Es seguro y parece inevitable: dentro de poco tiempo y a partir de ahora, en algún lugar aleatorio de la mansa república, reputado por ser zona mansa de gente trabajadora, conglomeración urbana de preferencia, caserío que se deshilacha en una campaña similar al barranco de pastoreo, un muchacho pálido y vestido de negro con botas de comando Made in China, maquillado por si fuera a cantar al aire libre ante siete mil fanáticos liderando una banda satánica, entrará en su antiguo colegio secundario saludando al portero tocado de enfisema, en un liceo público de preferencia y en el horario de la mañana. Así será: ex alumno colérico y decidido, confiado en la legitimidad de cada paso dado desde que despertó en el día G de su existencia. Llamado por insistentes voces interiores en falsete, convencido de ser víctima y agente vengador de perimidos sistemas de evaluación pedagógica, despechado por un carné de notas insultante, inspirado por ejemplos de casos ocurridos bien lejos, determinado como armero matarife y creyéndose arcángel justiciero, transfigurado por una sustancia alucinógena de preparación casera, incitado por música apocalíptica en los auriculares dándole coraje, antes de acceder al Nirvana por la rendija estrecha de la muerte suicida. Como un recluta joven sureño entrenado entre Arizona y Texas, de apellido hispano y nombre de actor de cine ganador de la célebre estatuilla dorada, el soldado Kevin Morales, que entra en acción por primera vez con el uniforme de los marines en un pueblo del desierto. Go go go entre casas de barro y cabras flacas, go go go antes de ser acorralado por un perro entrenado a desgarrar jabalíes en lo hondo del monte, go go go luego de escuchar con satisfacción el llanto de compañeritos de curso, suplicando en recuerdo de buenos momentos compartidos en el recreo, los mismos que tardaron en entender las reglas del juego de masacre, descargará la escopeta de dos caños recortados confiscada al padre cazador consumado y el resto de la artillería menor sobre todo lo que se mueve en su camino. Habrá cinco muertos en los primeros minutos, algunos heridos graves y por mandato histórico anterior al instinto gregario, Kevin rematará a un par de agonizantes con un tajo amateur de puñal Rambo en la garganta. Eso antes de sacar fotos testimoniales de la faena, inmortalizar la secuencia poseído por el espíritu de un baqueano local reputado del siglo pasado con sed de reconocimiento.

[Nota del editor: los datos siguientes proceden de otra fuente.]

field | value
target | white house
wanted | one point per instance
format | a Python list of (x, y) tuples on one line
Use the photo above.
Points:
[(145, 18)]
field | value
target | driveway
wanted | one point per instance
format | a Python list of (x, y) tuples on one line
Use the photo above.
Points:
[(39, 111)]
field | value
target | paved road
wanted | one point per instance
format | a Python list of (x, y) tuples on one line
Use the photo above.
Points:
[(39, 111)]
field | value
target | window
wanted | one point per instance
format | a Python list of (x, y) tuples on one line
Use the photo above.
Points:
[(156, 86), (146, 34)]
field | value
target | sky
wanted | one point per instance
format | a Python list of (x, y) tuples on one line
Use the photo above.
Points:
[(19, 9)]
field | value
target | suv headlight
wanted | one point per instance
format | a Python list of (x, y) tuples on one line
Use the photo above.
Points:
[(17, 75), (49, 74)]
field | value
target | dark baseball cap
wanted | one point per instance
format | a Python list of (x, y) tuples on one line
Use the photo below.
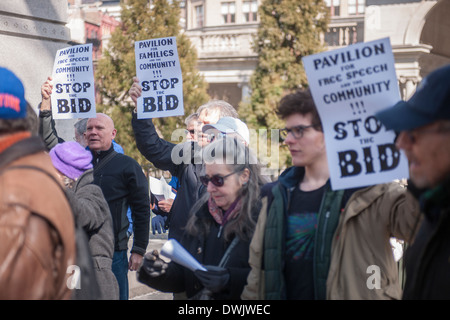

Aquellos habladores reactivos de tertulia y que tienen siempre engatillada una explicación para todo, irán en peregrinación a las audiciones de mayor audiencia de los medios audiovisuales a dar su visión de los hechos sobre el malestar juvenil; recordando la opresión endémica del sistema educativo, la patología comprensible en una sociedad estructuralmente injusta y olvidando, negando y descreyendo la fuerza acelerada del Mal en estado puro. En pocas horas de reportajes en directo desde el lugar de los hechos, el muchacho logrará lo que deseaba: llamar la atención de cientos de miles de conciencias y por unos días ser famoso como Diego Armando Maradona en los barrios populares de Nápoles, sentirse en simpatía con el demonio habiendo ajustado cuentas amistosos. Escuchar el dulce son de palabras preludiando el Averno, dudar sobre si estaba en la realidad y el pasaje al acto era un wargame de la mente acelerada. Lograr que al menos durante un fin de semana se lean sus últimas cartas tachadas de rechazo al mundo cercándolo; que la familia se decidiera por fin a considerarlo con respeto y sin que nadie pueda acceder al misterio último de lo que estaba en juego. Subir en cartelera de la crónica roja como Number One, hasta que otro muchacho emprendedor sienta el llamado, el desafío implícito en el gesto pionero y se entrene a fondo para batir el record, que por una vez en la vida los familiares se sintieran orgullosos de su paso por secundaria y dejaran de ignorarlo. La sociedad será distinta luego de su gesto sublime sin otra explicación que el misterio flotando y persistente luego de visionado el video testamento.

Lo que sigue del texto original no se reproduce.